As for the current position of U.S. government on the requirements for booster shots, Surgeon General Vivek Murthy said on Aug. 18 during a virtual press conference, “I think what’s very important for people to know is that if you’ve gotten both shots of your mRNA vaccine, you are fully vaccinated.”
Murthy did add the words “right now” as a caveat to the end of his sentence, however. Later in the presser, the Surgeon General made it clear, “We believe that that third dose will ultimately be needed to provide the fullest and continual extent of protection that we think people need from the virus.”

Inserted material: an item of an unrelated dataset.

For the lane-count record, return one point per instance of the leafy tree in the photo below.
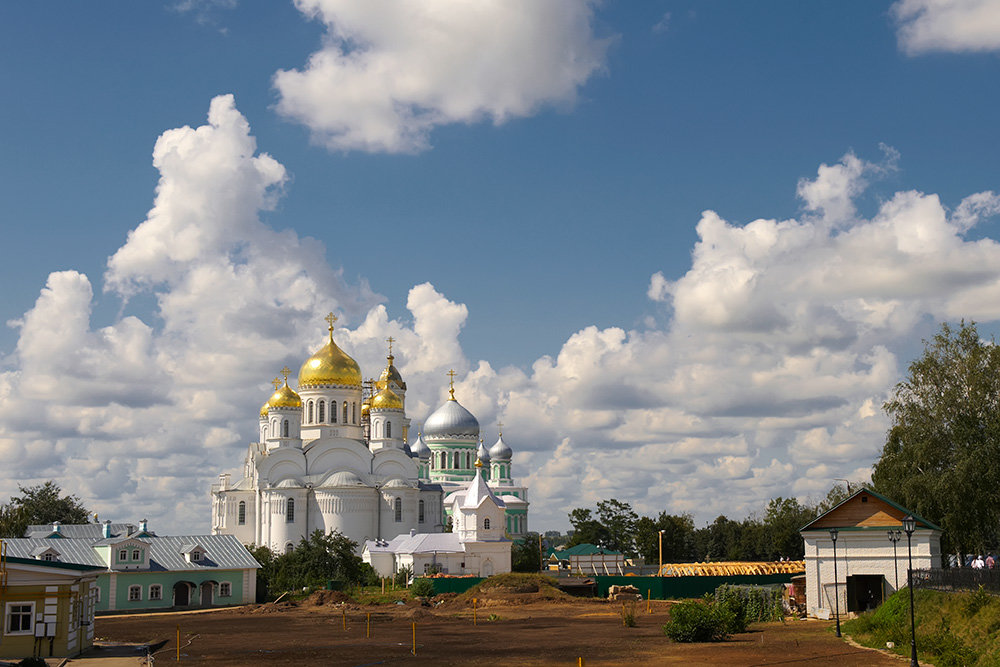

An Aug. 3 opinion piece published in The Atlantic titled Unvaccinated People Need to Bear the Burden, by Obama-era Assistant Secretary for Homeland Security Juliette Kayyem, pulled no punches as it advocated openly for a no-fly list to be established for the unvaccinated.
The subhead of the article opened, “Beyond limiting the coronavirus’s flow from hot spots to the rest of the country, allowing only vaccinated people on domestic flights will change minds, too.”
The most poignant portion of the article is as follows:
While flying, vaccinated people should no longer carry the burden for unvaccinated people. The White House has rejected a nationwide vaccine mandate—a sweeping suggestion that the Biden administration could not easily enact if it wanted to—but a no-fly list for unvaccinated adults is an obvious step that the federal government should take. It will help limit the risk of transmission at destinations where unvaccinated people travel—and, by setting norms that restrict certain privileges to vaccinated people, will also help raise the stagnant vaccination rates that are keeping both the economy and society from fully recovering.
The introduction of HR 4980 shows little to no news results on Google and DuckDuckGo as of time of writing. However, New York Daily News, a tabloid and the fifth largest print paper in New York City according to Agility PR Solutions, quoted Rep. Torres, a 33-year-old Vice Chairman of the House Committee on Homeland Security, as equating the Delta Variant of SARS-CoV-2, the coronavirus which causes Coronavirus Disease 2019 (COVID-19), to the same flight security risks as weapons.
“The TSA never allows people to enter planes or airports with a weapon, and the delta variant is a weapon…It is a threat to everyone in an airport and everyone on a plane,” he said.
Torres added the measures were a question of getting more forceful with vaccine acceptance, “We’ve seen the limitations of purely voluntary vaccinations…It will only take us so far.”